To combine the advantages of both, me and Albert used the following approach:

  • Configure our Intent bot to recognize broad topics through Intents, such as “download”, “install”, “connect with data sources” and activated the dedicated Skills based on these Intents.
  • Configure an array of FAQ bots to provide specialized answers to a large (and potentially growing) number of detailed questions on each of these topics.
  • Connect the FAQ Bots to our Intent bot using API calls: this way the intent bot can handle a complex conversation, understand the general topic, trigger the relevant skill and, from there, launch the API call to extract the specialized answer from the relevant FAQ bot. This answer can be passed back within the more complex and lateral context of the Intent bot conversation.

If you are trying to do the same, we hope this article can be of use.

Basic Connection

Let’s start from simply passing the user statement to the FAQ bot and posting the answer in the Intent bot’s conversation.

NOTE: this section handles the scenario in which the FAQ bot retrieves a single answer with confidence above 90%. We will handle the case in which there are multiple answers from the FAQ bot later, in the section “Handling multiple answers from the FAQ bot”

 

  1. In the FAQ Bot
    • go to “settings”, and in the “Options” section copy the callback URL.
    • go to “tokens” and, create (if you haven’t already) a Runtime API token, then copy the Auth URL, Client ID and Client Secret.
    • go to the environment that you want to use and copy the environment Request token.
  2. In the Intent bot
    • Go to the relevant skill that you want to use to trigger the FAQ bot and create an answer group, click on the button “Connect External Service” and choose “Consume API Service”.
    • In the API drop-down menu type choose “POST” and, in the URL section, paste the callback URL copied from the FAQ bot.
    • In the Authentication section create an authentication of type OAuth2 and paste the Auth URL, Client ID and Client Secret copied from the FAQ Bot.
    • In the Headers section add a new line and mark the “key” box as “X-Token”. On the “value” box type “Token “, followed by the Request token copied from the FAQ bot.

 

    • In the API body section use this string:
{"message": {"content":"{{escape nlp.source}}","type":"text"}, "conversation_id": "{{nlp.uuid}}"}:

With {{escape nlp.source}} we pass the user question.

With {{nlp.uuid}} we pass the Intent bot’s conversation ID, so that the answer can be routed back to the correct conversation.

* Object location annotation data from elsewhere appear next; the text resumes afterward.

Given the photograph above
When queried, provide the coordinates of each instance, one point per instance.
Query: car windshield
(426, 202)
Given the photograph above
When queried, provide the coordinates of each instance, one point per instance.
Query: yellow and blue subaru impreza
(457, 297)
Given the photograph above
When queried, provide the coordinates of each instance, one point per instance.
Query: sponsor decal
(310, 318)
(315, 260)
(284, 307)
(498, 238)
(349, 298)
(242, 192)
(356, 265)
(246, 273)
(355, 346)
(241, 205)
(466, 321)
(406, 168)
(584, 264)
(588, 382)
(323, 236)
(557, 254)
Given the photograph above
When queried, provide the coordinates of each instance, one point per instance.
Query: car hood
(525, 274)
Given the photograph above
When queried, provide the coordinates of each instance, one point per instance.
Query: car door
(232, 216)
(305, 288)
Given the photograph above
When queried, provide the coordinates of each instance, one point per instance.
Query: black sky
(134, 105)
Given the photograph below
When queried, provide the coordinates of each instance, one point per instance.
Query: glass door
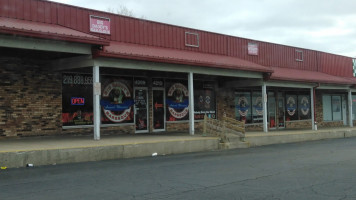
(141, 114)
(281, 111)
(158, 110)
(271, 110)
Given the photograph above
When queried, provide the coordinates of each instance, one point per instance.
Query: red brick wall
(30, 99)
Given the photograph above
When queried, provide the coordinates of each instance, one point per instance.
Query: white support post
(96, 102)
(351, 124)
(264, 106)
(191, 103)
(312, 108)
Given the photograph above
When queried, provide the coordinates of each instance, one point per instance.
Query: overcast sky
(325, 25)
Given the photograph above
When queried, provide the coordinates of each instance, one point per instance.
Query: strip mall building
(67, 70)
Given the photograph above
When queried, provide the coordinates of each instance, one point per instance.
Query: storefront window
(353, 107)
(243, 106)
(304, 107)
(332, 108)
(257, 107)
(204, 99)
(336, 107)
(77, 99)
(177, 101)
(291, 107)
(117, 100)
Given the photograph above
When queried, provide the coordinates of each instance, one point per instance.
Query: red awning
(286, 74)
(159, 54)
(47, 31)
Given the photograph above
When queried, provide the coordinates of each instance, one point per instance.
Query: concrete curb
(13, 159)
(260, 140)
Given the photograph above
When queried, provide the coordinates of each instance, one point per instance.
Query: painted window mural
(204, 99)
(243, 109)
(177, 100)
(117, 100)
(297, 106)
(77, 99)
(353, 107)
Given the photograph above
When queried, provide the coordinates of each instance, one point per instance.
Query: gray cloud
(324, 25)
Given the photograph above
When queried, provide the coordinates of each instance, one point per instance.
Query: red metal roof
(287, 74)
(48, 31)
(158, 54)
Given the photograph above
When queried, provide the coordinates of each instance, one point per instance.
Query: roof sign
(99, 24)
(354, 66)
(253, 49)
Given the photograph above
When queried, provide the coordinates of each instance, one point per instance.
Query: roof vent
(299, 55)
(191, 39)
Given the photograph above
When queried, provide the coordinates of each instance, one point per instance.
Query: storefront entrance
(276, 111)
(141, 108)
(158, 110)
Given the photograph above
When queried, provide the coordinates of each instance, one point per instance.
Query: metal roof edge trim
(53, 36)
(179, 61)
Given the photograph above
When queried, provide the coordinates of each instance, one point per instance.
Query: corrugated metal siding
(138, 31)
(336, 65)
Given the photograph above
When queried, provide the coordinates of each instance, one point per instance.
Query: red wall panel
(4, 8)
(138, 31)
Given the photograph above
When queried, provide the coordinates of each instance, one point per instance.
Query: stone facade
(30, 99)
(31, 104)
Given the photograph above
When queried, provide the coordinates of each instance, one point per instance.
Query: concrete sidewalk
(290, 136)
(18, 152)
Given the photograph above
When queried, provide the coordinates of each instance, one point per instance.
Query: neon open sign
(77, 101)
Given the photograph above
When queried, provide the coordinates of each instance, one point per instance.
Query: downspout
(314, 98)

    • To pass the FAQ Bot’s answer in the Intent bot conversation, create a new answer (can be text, buttons etc.) and use this string:
    • {{api_service_response.default.body.results.messages[0].content}}
    • We are therefore passing the first of the “messages” from the FAQ bot as an answer.
    • Now you can test: from the intent bot, type a question that activates the desired skill, then see the answer to that question coming from the FAQ bot. You can now train the intent bot to recognize a general topic, and the FAQ bot to provide very detailed answers to very specific questions on that topic.

 

Advanced Connection with Aliases

The connection method explained above works perfectly when implemented on the current version of your Intent bot but, as soon as you create a new version / fork your bot, the API will lose the OAuth2 authentication credentials (even if you saved them in a template): this is not a bug but rather a security feature.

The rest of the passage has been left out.